Okay, dann noch mal ganz anders, jetzt über Google: frank+richter+dnn. Ergebnis: nix. Noch nicht mal die MDR-Meldung!
Irritation. Ist es doch eine Ente? Oder eine Falschinterpretation durch die Radio-Redaktion?
Also mdr.de. Da steht dann tatsächlich, versteckt in den Nachrichten, was das Ohr eben gehört hat. Richter will gehen. Kleine Abweichung zur gehörten Meldung: „Das meldet die Leipziger Volkszeitung.“ Nun gut, ist ja eh ein Haus… Wie hieß es gleich noch bei der Strategie Madsack 2018: „in der Region stark…“
Also ab ins Büro, den Rechner angeschmissen, den Online-Auftritt und dort das ePaper geladen. Da steht es dann tatsächlich, groß auf Seite 1, einschließlich etwas unentschlossenem Kommentar auf Seite 4.

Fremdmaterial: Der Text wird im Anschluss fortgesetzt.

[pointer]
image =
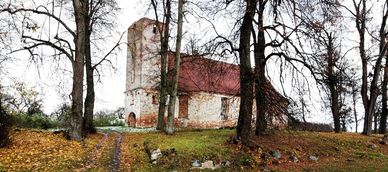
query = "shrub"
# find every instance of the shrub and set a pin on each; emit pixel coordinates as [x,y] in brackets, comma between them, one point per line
[37,120]
[5,127]
[309,126]
[107,120]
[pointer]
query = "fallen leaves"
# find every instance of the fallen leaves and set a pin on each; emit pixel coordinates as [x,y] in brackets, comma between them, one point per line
[44,151]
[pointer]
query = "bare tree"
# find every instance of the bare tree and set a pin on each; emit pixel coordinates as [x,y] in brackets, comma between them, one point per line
[164,28]
[175,73]
[246,74]
[76,51]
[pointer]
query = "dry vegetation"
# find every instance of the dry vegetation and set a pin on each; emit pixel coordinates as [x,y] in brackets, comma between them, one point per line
[44,151]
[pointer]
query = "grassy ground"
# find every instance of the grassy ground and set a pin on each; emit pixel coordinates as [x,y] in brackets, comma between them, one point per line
[45,151]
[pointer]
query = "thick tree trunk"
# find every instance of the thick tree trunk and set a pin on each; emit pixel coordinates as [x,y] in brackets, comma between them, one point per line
[332,83]
[384,112]
[163,73]
[354,105]
[260,63]
[174,90]
[374,90]
[246,75]
[90,95]
[76,122]
[383,52]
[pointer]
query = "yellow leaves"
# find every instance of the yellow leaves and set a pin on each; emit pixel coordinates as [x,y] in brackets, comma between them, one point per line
[44,151]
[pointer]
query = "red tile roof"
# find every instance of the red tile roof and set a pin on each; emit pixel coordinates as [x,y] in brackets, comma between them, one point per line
[206,75]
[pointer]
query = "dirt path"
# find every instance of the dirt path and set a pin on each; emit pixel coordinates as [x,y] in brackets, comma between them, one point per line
[93,155]
[117,153]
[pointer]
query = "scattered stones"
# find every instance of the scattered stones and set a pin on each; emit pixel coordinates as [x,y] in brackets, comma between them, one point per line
[208,165]
[276,154]
[225,163]
[313,158]
[372,146]
[276,162]
[336,149]
[265,157]
[155,155]
[234,139]
[294,159]
[196,163]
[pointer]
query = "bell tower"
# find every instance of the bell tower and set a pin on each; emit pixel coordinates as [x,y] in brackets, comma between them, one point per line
[143,65]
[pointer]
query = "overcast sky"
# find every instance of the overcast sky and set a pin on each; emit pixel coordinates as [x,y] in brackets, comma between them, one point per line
[109,92]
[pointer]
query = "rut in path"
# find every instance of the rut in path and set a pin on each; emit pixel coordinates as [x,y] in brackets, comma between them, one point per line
[117,153]
[92,157]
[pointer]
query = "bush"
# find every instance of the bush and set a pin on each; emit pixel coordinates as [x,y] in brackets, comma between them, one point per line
[107,120]
[37,120]
[309,126]
[5,127]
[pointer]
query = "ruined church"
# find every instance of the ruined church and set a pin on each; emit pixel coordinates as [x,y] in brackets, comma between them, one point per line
[208,90]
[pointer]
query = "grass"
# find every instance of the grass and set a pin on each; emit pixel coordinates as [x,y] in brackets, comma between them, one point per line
[34,150]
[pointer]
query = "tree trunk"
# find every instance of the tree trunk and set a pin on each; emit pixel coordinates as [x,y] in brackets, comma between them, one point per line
[374,90]
[332,83]
[383,52]
[163,73]
[90,94]
[260,63]
[246,75]
[76,120]
[354,104]
[384,111]
[174,90]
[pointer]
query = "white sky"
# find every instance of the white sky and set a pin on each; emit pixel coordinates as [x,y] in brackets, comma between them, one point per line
[110,92]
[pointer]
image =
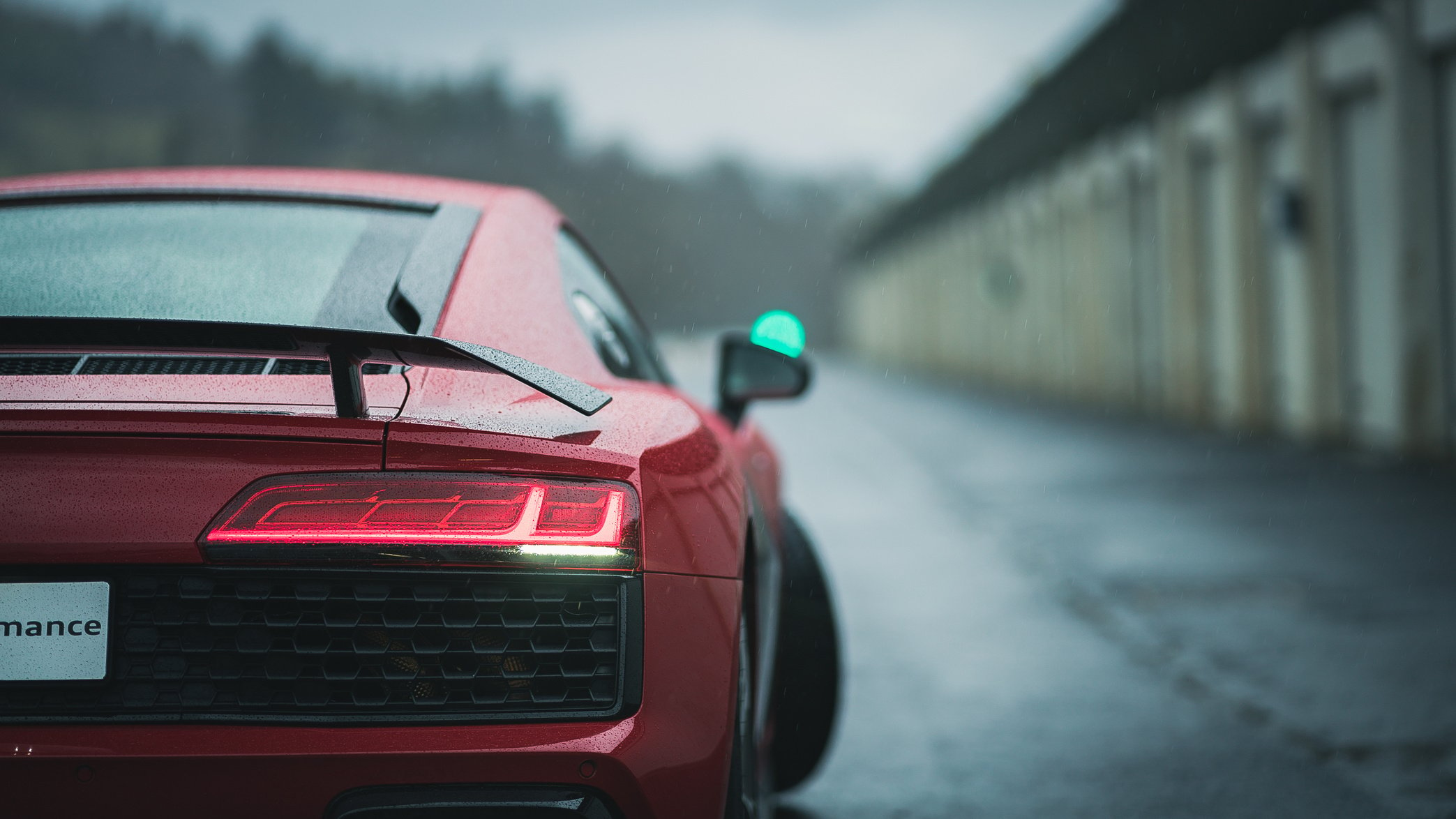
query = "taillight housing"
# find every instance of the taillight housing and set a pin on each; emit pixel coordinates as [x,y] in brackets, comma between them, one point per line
[428,518]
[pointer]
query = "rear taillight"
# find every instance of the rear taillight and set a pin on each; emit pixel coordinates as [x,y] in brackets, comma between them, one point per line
[431,518]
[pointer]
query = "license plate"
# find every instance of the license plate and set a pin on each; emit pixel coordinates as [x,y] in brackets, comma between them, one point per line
[54,632]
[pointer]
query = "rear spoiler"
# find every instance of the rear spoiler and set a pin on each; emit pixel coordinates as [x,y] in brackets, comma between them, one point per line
[344,350]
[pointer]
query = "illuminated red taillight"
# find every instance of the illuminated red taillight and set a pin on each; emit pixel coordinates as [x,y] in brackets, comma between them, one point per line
[437,518]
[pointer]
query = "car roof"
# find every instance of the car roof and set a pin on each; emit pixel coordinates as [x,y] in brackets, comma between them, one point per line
[511,252]
[297,179]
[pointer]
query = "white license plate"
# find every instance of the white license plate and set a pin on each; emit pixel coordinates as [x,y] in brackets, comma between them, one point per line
[54,630]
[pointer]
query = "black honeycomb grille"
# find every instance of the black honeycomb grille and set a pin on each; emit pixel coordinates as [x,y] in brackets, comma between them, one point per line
[223,645]
[38,364]
[188,366]
[312,367]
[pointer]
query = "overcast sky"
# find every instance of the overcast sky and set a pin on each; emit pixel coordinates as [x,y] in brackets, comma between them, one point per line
[892,87]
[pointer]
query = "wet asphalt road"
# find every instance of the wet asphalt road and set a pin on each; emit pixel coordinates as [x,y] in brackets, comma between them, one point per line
[1053,613]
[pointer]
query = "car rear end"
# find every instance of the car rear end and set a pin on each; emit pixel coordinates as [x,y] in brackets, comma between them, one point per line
[216,599]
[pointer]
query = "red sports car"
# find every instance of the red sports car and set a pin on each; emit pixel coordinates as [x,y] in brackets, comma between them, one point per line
[357,495]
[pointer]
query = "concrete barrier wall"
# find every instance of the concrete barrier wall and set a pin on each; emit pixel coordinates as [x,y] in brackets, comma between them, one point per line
[1271,252]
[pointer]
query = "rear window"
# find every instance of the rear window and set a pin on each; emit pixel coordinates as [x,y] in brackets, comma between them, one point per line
[230,261]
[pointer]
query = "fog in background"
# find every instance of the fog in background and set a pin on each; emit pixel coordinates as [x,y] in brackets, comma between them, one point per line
[723,159]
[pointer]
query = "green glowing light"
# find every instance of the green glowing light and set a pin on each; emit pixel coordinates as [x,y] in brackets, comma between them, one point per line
[779,331]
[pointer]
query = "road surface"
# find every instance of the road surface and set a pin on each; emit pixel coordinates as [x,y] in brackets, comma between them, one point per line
[1056,613]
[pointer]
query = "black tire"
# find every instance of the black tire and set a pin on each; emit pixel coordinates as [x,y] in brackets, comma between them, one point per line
[806,671]
[744,792]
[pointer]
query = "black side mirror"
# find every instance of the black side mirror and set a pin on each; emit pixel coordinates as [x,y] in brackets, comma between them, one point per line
[747,371]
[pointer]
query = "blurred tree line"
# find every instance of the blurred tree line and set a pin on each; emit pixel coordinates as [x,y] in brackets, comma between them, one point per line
[707,248]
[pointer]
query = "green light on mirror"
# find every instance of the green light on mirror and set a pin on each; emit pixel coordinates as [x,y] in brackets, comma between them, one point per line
[781,332]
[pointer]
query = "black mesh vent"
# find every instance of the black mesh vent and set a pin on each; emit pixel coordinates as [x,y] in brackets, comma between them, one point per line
[38,364]
[229,645]
[190,366]
[315,367]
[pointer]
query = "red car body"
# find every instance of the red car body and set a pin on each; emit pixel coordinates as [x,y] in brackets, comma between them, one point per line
[105,470]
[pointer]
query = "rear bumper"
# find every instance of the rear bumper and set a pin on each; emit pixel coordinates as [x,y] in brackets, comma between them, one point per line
[668,760]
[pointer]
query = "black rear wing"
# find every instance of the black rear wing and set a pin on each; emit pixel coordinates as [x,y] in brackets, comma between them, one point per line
[344,350]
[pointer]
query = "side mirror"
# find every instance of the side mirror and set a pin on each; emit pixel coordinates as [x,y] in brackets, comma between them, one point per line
[749,371]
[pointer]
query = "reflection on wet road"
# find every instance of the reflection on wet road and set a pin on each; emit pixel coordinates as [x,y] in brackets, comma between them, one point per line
[1059,615]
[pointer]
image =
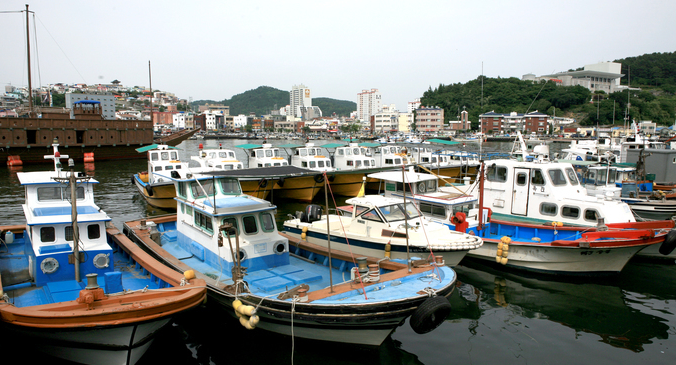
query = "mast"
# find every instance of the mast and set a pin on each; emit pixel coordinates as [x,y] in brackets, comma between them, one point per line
[28,54]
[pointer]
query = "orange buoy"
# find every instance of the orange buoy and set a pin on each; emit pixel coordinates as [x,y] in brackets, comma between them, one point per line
[14,161]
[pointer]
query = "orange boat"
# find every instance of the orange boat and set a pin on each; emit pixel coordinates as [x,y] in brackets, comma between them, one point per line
[73,286]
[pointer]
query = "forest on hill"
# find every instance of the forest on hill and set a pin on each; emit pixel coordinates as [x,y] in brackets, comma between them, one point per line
[652,95]
[264,99]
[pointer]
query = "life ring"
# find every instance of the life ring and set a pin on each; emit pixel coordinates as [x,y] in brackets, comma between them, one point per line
[430,314]
[669,243]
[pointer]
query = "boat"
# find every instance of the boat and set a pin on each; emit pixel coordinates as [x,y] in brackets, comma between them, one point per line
[378,226]
[174,139]
[154,184]
[279,284]
[100,301]
[551,249]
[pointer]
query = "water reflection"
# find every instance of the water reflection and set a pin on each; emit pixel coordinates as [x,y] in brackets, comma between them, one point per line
[604,308]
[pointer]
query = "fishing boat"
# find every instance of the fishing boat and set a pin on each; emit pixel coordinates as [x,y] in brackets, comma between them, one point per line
[77,290]
[379,226]
[283,285]
[154,184]
[549,248]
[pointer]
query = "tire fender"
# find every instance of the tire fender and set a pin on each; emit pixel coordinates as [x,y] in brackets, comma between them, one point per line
[430,314]
[669,243]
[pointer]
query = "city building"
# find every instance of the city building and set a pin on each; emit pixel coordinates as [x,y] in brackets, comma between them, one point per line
[429,119]
[107,103]
[299,98]
[603,76]
[368,104]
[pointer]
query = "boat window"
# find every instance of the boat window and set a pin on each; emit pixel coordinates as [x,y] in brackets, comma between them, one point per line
[537,178]
[412,210]
[393,213]
[557,176]
[371,215]
[49,193]
[47,234]
[497,174]
[203,221]
[572,177]
[465,208]
[433,209]
[521,179]
[267,223]
[570,212]
[202,189]
[79,192]
[68,232]
[233,222]
[249,223]
[93,231]
[548,209]
[230,186]
[591,215]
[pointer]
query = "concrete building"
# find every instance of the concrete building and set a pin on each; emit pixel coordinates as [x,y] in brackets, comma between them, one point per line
[299,97]
[429,119]
[603,76]
[369,102]
[107,103]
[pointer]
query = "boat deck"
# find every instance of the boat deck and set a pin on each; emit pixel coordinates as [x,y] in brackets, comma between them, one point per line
[307,267]
[14,266]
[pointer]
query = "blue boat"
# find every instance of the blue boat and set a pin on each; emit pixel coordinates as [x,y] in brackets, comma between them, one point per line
[284,285]
[74,286]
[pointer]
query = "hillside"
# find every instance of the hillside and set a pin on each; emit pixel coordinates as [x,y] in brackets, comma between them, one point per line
[654,73]
[265,98]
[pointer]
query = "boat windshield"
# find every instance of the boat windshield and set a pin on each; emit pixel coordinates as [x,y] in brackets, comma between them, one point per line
[396,212]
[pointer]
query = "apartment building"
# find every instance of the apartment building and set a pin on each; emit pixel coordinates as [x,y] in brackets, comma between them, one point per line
[429,119]
[369,102]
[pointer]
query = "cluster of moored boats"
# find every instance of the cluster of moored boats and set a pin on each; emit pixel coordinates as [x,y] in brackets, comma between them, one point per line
[352,275]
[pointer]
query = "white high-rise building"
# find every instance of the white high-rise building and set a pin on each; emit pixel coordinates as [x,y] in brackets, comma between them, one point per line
[299,97]
[368,103]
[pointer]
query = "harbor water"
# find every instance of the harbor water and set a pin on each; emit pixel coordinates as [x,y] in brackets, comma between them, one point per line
[499,316]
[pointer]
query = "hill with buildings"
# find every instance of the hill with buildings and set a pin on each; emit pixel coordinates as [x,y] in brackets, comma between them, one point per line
[651,95]
[264,99]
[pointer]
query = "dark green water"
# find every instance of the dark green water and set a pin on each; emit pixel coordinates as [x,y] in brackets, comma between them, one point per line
[498,318]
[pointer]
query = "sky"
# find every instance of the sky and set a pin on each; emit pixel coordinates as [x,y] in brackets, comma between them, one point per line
[216,49]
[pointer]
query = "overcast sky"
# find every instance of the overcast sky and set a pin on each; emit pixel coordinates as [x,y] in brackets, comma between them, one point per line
[217,49]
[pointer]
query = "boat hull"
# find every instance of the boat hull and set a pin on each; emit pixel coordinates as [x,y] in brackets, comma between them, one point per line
[343,315]
[163,194]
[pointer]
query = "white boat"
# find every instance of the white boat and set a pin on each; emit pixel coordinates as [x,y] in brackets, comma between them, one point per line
[379,226]
[154,184]
[537,247]
[71,287]
[282,285]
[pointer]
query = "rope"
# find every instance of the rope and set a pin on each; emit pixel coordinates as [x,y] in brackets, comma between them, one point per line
[347,240]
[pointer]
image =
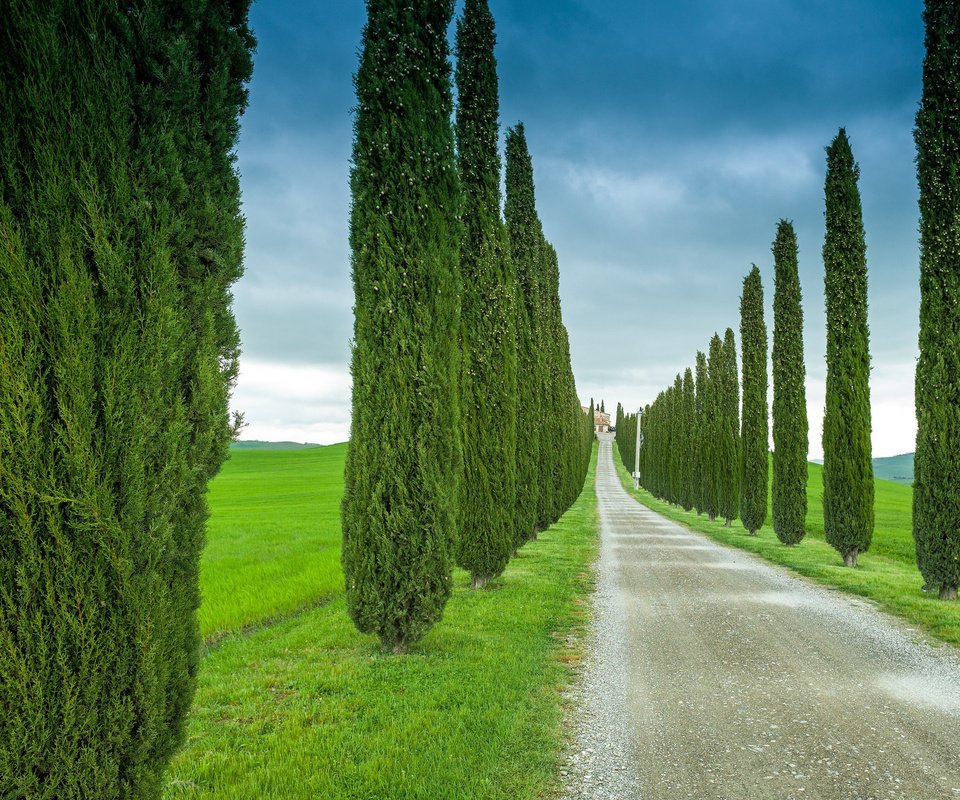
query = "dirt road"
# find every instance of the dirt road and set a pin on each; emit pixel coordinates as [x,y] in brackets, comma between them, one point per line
[713,675]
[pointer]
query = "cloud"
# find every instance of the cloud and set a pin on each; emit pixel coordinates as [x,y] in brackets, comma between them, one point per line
[294,403]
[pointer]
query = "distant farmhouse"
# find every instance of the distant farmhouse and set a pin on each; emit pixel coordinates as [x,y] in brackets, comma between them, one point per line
[601,420]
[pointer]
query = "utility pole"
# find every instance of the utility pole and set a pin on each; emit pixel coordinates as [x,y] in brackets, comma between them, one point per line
[636,454]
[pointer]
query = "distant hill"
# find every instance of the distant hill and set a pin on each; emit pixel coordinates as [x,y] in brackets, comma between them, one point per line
[895,468]
[257,445]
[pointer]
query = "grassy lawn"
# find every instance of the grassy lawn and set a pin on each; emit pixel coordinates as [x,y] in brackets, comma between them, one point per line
[273,541]
[887,574]
[306,707]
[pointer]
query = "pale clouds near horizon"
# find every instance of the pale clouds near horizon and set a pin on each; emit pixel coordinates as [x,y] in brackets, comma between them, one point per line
[667,143]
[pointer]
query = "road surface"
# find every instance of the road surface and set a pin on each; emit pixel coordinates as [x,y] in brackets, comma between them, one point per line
[711,674]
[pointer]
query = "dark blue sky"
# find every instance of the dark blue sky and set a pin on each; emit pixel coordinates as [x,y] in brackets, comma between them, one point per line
[668,139]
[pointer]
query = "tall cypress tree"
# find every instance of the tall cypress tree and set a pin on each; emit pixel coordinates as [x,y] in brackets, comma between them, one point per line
[713,435]
[936,496]
[688,431]
[754,437]
[790,428]
[728,488]
[701,466]
[488,389]
[526,238]
[119,210]
[404,462]
[847,456]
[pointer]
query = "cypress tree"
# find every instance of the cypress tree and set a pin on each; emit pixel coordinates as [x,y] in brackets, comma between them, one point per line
[688,428]
[789,395]
[728,488]
[677,440]
[404,463]
[556,381]
[488,388]
[713,435]
[754,437]
[936,495]
[701,467]
[525,237]
[119,213]
[847,456]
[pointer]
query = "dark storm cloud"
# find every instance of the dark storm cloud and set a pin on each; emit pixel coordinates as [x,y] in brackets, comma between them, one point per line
[668,139]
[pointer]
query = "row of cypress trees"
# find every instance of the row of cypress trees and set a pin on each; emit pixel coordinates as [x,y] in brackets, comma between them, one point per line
[120,237]
[467,436]
[936,494]
[709,437]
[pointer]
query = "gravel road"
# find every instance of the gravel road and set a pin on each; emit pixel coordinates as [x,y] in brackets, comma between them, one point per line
[710,674]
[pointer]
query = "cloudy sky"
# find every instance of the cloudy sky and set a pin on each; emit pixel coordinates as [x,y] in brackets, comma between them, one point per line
[668,139]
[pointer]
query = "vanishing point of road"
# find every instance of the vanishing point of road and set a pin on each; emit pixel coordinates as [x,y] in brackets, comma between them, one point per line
[712,675]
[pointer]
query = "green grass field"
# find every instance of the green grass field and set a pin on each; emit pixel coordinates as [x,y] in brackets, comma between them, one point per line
[887,574]
[294,703]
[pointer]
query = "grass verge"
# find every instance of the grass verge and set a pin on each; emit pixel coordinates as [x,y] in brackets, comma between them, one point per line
[887,574]
[310,708]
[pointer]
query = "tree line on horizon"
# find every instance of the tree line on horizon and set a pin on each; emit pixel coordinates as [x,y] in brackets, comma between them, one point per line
[467,436]
[684,452]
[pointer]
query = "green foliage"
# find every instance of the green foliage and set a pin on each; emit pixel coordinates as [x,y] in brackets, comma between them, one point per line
[283,709]
[488,387]
[404,464]
[728,441]
[847,465]
[525,236]
[713,438]
[701,465]
[121,235]
[754,436]
[936,505]
[688,440]
[790,427]
[626,438]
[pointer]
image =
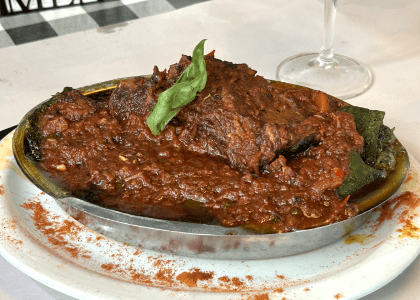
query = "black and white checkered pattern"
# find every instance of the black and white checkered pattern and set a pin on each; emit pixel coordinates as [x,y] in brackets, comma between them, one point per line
[34,26]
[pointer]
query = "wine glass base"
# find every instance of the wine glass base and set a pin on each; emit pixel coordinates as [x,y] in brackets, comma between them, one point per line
[343,78]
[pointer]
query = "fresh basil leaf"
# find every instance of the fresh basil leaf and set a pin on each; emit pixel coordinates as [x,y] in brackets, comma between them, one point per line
[189,83]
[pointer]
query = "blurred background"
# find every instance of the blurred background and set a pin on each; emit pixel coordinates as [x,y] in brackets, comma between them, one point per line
[24,21]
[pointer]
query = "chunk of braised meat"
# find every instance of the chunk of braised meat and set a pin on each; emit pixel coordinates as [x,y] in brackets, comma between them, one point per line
[239,117]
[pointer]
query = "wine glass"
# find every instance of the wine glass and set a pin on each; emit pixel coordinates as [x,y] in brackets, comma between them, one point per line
[337,75]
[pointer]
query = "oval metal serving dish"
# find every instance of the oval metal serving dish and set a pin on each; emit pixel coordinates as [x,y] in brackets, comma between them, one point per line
[200,240]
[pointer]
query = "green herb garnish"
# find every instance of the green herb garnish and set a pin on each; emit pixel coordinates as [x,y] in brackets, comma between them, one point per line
[368,125]
[361,175]
[170,102]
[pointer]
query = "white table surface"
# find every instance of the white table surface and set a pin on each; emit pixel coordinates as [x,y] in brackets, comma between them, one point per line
[385,35]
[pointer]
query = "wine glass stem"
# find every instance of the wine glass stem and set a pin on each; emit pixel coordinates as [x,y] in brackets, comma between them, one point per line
[326,52]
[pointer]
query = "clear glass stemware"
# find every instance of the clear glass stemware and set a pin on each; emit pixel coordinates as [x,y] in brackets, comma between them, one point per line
[337,75]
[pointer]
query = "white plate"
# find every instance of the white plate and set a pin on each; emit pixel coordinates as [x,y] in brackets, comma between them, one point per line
[70,258]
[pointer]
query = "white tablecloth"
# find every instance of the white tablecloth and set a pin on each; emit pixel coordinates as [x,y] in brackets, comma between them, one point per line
[385,35]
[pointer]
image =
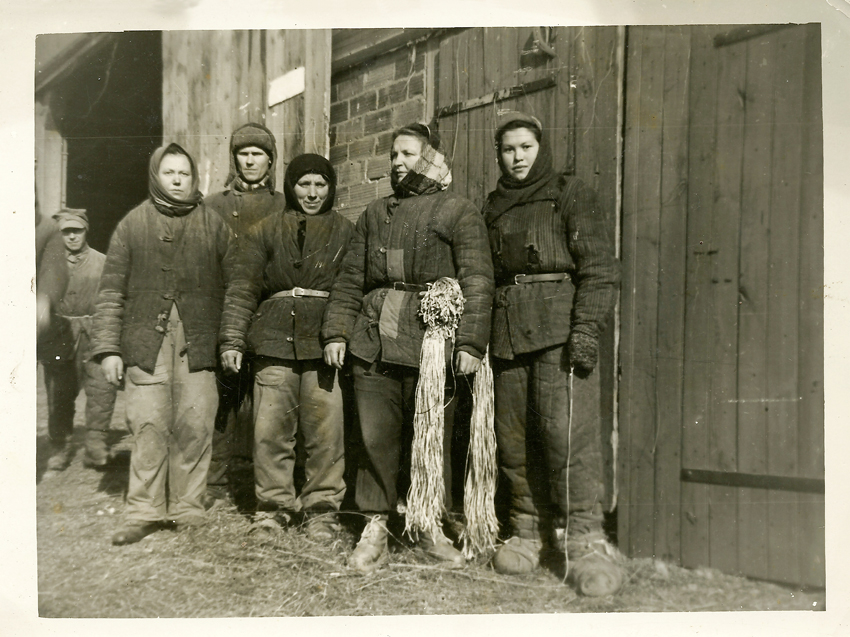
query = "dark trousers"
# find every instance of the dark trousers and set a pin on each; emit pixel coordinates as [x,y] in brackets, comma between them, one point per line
[63,379]
[534,439]
[386,397]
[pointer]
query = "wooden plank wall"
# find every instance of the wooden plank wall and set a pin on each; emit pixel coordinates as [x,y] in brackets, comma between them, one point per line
[579,115]
[50,162]
[722,339]
[215,81]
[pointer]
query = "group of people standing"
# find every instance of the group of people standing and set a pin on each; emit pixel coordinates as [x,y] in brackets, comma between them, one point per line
[250,297]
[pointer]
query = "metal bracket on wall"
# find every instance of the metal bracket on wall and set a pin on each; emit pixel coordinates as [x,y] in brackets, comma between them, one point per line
[497,96]
[746,33]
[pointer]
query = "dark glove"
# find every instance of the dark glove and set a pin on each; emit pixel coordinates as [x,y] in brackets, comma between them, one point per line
[583,352]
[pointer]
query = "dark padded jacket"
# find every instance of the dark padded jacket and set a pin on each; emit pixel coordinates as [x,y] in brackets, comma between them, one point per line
[415,240]
[242,210]
[560,230]
[268,261]
[153,261]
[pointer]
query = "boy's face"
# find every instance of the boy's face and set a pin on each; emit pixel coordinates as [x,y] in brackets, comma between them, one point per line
[253,163]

Erstes Fazit: Die DNN haben eine – in meinen Augen – hochkarätige Exklusiv-Meldung in der Zeitung – und diese online einfach verschenkt!
Eine Stunde später habe ich meine Meldung für den Flurfunk fertig, habe mir ein "Kein Kommentar" aus der Landeszentrale und eine erste, indirekte Bestätigung über das Kultusministerium geholt. Ein befreundeter Journalist wird später am Telefon zu mir sagen: Stimmt, das hat mich auch sehr gewundert: Du warst der erste, der die Meldung online hatte.
Ich hätte übrigens, werte Kollegen von der DNN, tatsächlich auch einfach retweetet, euren Teaser geteilt, was auch immer – ich bin ja eh immer der Meinung, man muss nicht alles zweimal aufschreiben. Da war nur nix!
Um 10.39 Uhr dann ist man auch bei der DNN wach. Es erscheint der Zeitungsbericht auf DNN.de. Und wird vermutlich auch über die entsprechende Online-Kanäle verbreiten. Da ist die Meldung – online zumindest – aus meiner Sicht längst durch.
Auch, das muss ich zugestehen, wenn sich alle anderen Medien nach wie vor auf die DNN beziehen (wir auch) – so fair ist man dann doch in der Branche.
Noch etwas später realisiere ich: Ich hätte mir ja auch einfach die DNN-App aufs Smartphone runterladen, mich dort einloggen und das ePaper anschauen können. Blöd, dass ich wie ein ziemlich großer Teil der Netznutzer eher ein App-Muffel bin.
Andere sind dafür halt eben Online-Muffel. Ihr offenbar. Jeder wie er will.
Nachtrag I: Heute (25.8.) ist die Meldung von gestern bei DNN.de eine der Aufmacher-Meldungen.
Nachtrag II: Die DNN legt heute in der gedruckten Ausgabe noch mal nach. Wörtlich steht da am Anfang: "Gestern Morgen war die Nachricht in der Welt, gegen Mittag kam die offizielle Bestätigung". Unterzeile der Meldung: "Job-Wechsel von Frank Richter sorgt für Aufsehen". Stimmt.
September 2, 2016
Nach unserer Ungarnreise erfuhren wir von der uns regelrecht umhauenden Meldung zum geplanten Weggang des von uns so hoch geschätzten Direktors der Landeszentrale für Politische Bildung.
Wir haben Herrn Dr. Richter mehrfach bei Veranstaltungen in der Landeszentrale erlebt und seine ausgesprochen liebenswürdige, menschliche Art schätzen gelernt. Man kann sich kaum vorstellen, einen Nachfolger für ihn zu finden, der solche Qualitäten in sich vereint. Uns beeindruckt besonders seine mutigen Entscheidungen zur Gesprächsführung mit PEGIDA und sind uns sicher, dass er damit einen Beitrag gegen die gelegentlich anzutreffende Verteufelung ihrer Anhänger geleistet hat, ähnlich so, wie auch der SPD-Vorsitzende Gabriel.